Click to enlarge the Morse Code alphabet

Back in the 1830s, Samuel Morse and a couple of his mates were experimenting with sending electrical pulses over wires. To send messages they needed a language, and so was invented what is now called Morse code.  It’s very simple, consisting of only two things: dots and dashes. Each letter of the alphabet is allocated a unique series of these dots and dashes. Devices are attached to the line allowing operators to send and receive the dots and dashes.

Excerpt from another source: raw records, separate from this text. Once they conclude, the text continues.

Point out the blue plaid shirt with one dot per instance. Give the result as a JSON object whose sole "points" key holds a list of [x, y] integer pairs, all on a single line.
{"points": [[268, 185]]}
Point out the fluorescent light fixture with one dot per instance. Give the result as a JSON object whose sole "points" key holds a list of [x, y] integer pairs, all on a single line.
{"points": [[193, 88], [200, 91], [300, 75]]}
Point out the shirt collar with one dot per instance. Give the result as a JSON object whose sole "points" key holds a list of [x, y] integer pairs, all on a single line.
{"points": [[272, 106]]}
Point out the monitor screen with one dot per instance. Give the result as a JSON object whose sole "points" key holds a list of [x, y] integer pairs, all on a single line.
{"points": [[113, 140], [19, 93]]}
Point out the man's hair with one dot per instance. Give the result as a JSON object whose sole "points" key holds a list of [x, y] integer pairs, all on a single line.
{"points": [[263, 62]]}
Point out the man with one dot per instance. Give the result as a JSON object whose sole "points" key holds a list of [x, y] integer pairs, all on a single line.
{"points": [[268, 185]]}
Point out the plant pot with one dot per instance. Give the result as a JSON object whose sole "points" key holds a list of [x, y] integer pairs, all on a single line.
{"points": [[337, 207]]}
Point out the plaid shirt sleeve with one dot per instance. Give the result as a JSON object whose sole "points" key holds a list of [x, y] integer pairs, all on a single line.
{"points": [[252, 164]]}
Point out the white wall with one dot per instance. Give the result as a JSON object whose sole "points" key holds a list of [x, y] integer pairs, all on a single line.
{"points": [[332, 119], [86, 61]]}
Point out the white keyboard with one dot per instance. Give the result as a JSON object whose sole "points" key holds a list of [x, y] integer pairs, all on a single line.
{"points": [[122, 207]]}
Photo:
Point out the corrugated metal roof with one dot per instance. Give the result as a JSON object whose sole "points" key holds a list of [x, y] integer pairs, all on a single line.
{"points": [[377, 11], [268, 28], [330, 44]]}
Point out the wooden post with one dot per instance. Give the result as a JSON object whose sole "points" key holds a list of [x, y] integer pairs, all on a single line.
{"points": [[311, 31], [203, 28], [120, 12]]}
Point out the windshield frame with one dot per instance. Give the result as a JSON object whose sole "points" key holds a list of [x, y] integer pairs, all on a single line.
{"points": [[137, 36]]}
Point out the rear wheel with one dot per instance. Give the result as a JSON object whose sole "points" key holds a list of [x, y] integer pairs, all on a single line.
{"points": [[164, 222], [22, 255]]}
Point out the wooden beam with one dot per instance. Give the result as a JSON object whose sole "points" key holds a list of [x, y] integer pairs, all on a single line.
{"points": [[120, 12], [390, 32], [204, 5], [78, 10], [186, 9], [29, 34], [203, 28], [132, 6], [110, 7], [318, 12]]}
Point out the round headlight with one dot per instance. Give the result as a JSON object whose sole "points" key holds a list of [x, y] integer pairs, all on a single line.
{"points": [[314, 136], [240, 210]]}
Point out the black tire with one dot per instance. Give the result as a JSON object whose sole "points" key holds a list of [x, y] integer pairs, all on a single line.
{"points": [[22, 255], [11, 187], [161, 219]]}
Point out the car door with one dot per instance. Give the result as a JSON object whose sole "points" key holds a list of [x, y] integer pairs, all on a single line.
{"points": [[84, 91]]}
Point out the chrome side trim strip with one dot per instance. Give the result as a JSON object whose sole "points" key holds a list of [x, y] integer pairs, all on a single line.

Morse code was a standard form of communication in the ensuing decades, and was an essential part of communication from the American Civil War through to the Second World War. Although it was still an official form of maritime emergency communication until the end of the last century, it has not been widely used for decades. Probably children under 20 today would not know anything about its role in keeping the world running over such an extended period.


A Morse code transmitter

Hundreds of thousands of people were trained to send and receive Morse code in the 20th century. Today in Australia there are still many organisations called Morsecodians who communicate with each other using Morse code and who regularly get together to reminisce and practise their skills.

And here’s the most amazing thing: at the annual general meeting of the Australian Morsecodians the entire meeting is held in Morse code. Can’t you just picture a room full of mostly aging war veterans, each with a Morse key, talking to their mates in the same room with dots and dashes? The clatter of the keys, the laughter and the applause as someone sends something witty or blue.

And I bet the minutes of the meeting are in Morse code.

What a marvellous bunch of people they must be!

How do I know about this? Our ABC or course. This morning on 702 Sydney, Linda Mottram was talking with some of the fabulous Morsecodians.